Yes that all sounds correct to me, except: A GTX 460 is still heaps (more than 2x) faster than a GTX 260. I have got one GTX 260 at home and on the chess scene I get ~4.15 Msamples/s while on the GTX 460 I get ~8.75 Msamples/sJaberwocky wrote:to samCameron
Further to my post above.
This is a quote from the Annandtech site i linked to regarding testing of the GF104 - Fermi chip as used in the GTX460
"Due to the fact that NVIDIA added an additional block of CUDA cores to an SM without adding another warp scheduler, the resulting superscalar design requires that the card extract ILP from the warps in order to simultaneously utilize all 3 blocks of CUDA cores.

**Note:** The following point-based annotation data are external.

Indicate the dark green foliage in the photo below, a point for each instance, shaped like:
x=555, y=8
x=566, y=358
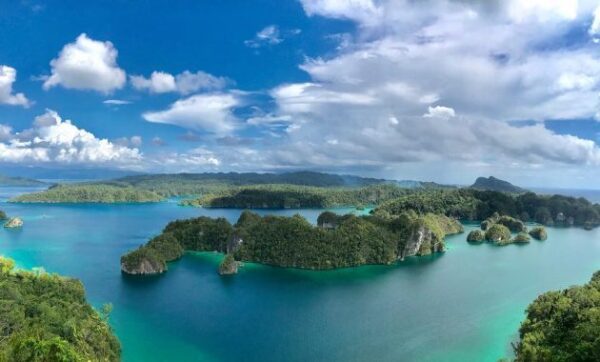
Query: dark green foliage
x=563, y=326
x=294, y=242
x=228, y=265
x=167, y=246
x=74, y=193
x=279, y=196
x=327, y=219
x=498, y=234
x=19, y=181
x=143, y=260
x=470, y=204
x=521, y=237
x=538, y=233
x=476, y=236
x=201, y=234
x=514, y=225
x=46, y=318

As a result the range of best case to worst case scenarios is wider on GF104 than it is GF100: while GF100 could virtually always keep 2 warps going and reach peak utilization, GF104 can only reach peak utilization when at least 1 of the warps has an ILP-safe instruction waiting to go, otherwise the 3rd block of CUDA cores is effectively stalled and a GTX 460 performs more like a 224 CUDA core part. Conversely with a total of 4 dispatch units GF104 is capable of exceeding GF100’s efficiency by utilizing 4 of 7 execution blocks in an SM instead of 2 of 6.
Or in other words, GF104 has the possibility of being more or less efficient than GF100."
This then may be a possible explination on why the GTX460 - using the GF104 GPU design ,although appearing to use all the cores is still no faster using Cuda 3.2 and is in fact only as fast an old GTX260/280 card and a lot slower than the GTX 465/470 cards which used the older GF100 GPU.
Perhaps someone at Refractive could comment.
In general there seems to be a misconception regarding cores and stuff: Usually it's not possible to keep all cores busy all the time. Everytime there is a branch in the code, it is possible, that part of the shaders processors (/cores) used for one block have to wait. The problem with the GTX 460 is, that the block size is larger and therefor a larger number of cores potentially gets stalled. I guess, this what we see here. BUT as I said before: GTX 460 is still a lot better than a GTX 260.
Cheers,
Marcus